This case differs from Kolaniak v. Board of Education, supra, where a student also slipped and fell on school grounds because the walkway was not properly shoveled, sanded or salted. The defendants in that case included the supervisor of night custodians and the head of the maintenance staff. Id., at 278 n. 1, 610 A.2d 193. There, the board of education had issued a bulletin stating that walkways were to be inspected and kept clean on a daily basis. We determined that, given the issuance of the bulletin, the trial court properly determined as a matter of law that the supervisor of night custodians and the head of the maintenance staff performed ministerial functions. Id., at 281-82, 610 A.2d 193. In the present case, there was no such directive from the board of education or the superintendent. Unlike the shoveling of school walks in Kolaniak v. Board of Education, supra, which was performed at the behest of the school board, the salting or sanding at issue here was solely the responsibility of the head custodian, and was not a ministerial action performed under the superintendent's direction.
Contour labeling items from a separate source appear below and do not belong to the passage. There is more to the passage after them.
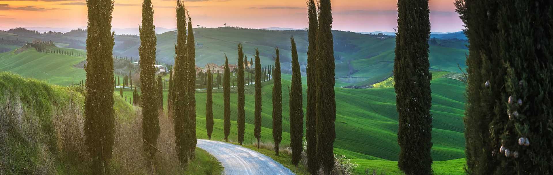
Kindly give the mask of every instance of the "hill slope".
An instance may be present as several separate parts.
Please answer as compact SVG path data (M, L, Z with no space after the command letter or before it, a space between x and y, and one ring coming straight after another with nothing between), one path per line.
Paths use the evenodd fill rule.
M236 61L236 45L242 42L246 56L254 53L259 48L262 65L273 64L274 47L281 51L281 62L283 73L291 73L291 36L295 38L298 45L300 63L304 75L307 63L307 31L305 30L277 31L260 29L241 29L230 27L196 28L194 29L196 41L196 64L203 67L208 63L222 64L224 53L229 56L229 62ZM336 76L340 86L351 85L363 86L370 85L392 75L390 65L393 63L393 51L395 46L395 37L378 39L378 35L333 31L336 58ZM466 40L452 39L457 33L439 35L443 40L436 39L436 43L431 44L431 67L458 72L456 65L459 63L464 68L467 48ZM0 37L9 40L19 40L31 42L34 39L53 41L59 46L85 49L86 36L85 31L73 31L65 34L41 34L33 36L20 36L9 33L0 33ZM462 33L461 34L463 35ZM444 35L444 36L442 36ZM434 35L433 35L434 36ZM437 35L436 35L437 36ZM175 31L169 31L157 35L156 58L158 61L171 64L175 56L174 44L176 41ZM138 57L140 39L137 36L116 35L114 54L117 56ZM457 50L451 48L458 48ZM391 52L391 54L390 53ZM383 56L383 54L386 54ZM349 61L374 59L385 62L380 64L359 64L349 63ZM363 62L358 61L358 62ZM452 67L452 65L455 65Z

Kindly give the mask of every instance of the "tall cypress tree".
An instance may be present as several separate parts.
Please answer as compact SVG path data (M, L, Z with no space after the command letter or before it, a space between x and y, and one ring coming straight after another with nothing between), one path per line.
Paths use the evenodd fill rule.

"There is also authority for the proposition that where the duty of the public official to act is not ministerial but instead involves the exercise of discretion, the negligent failure to act will not subject the public official to liability unless the duty to act is clear and unequivocal.... We have recognized the existence of such duty in situations where it would be apparent to the public officer that his failure to act would be likely to subject an identifiable person to imminent harm." (Citation omitted.) Shore v. Stonington, supra. We agree with the defendants that the identifiable person exception does not apply to the present case.

Any duty to sand and salt the courtyard in this case would affect,...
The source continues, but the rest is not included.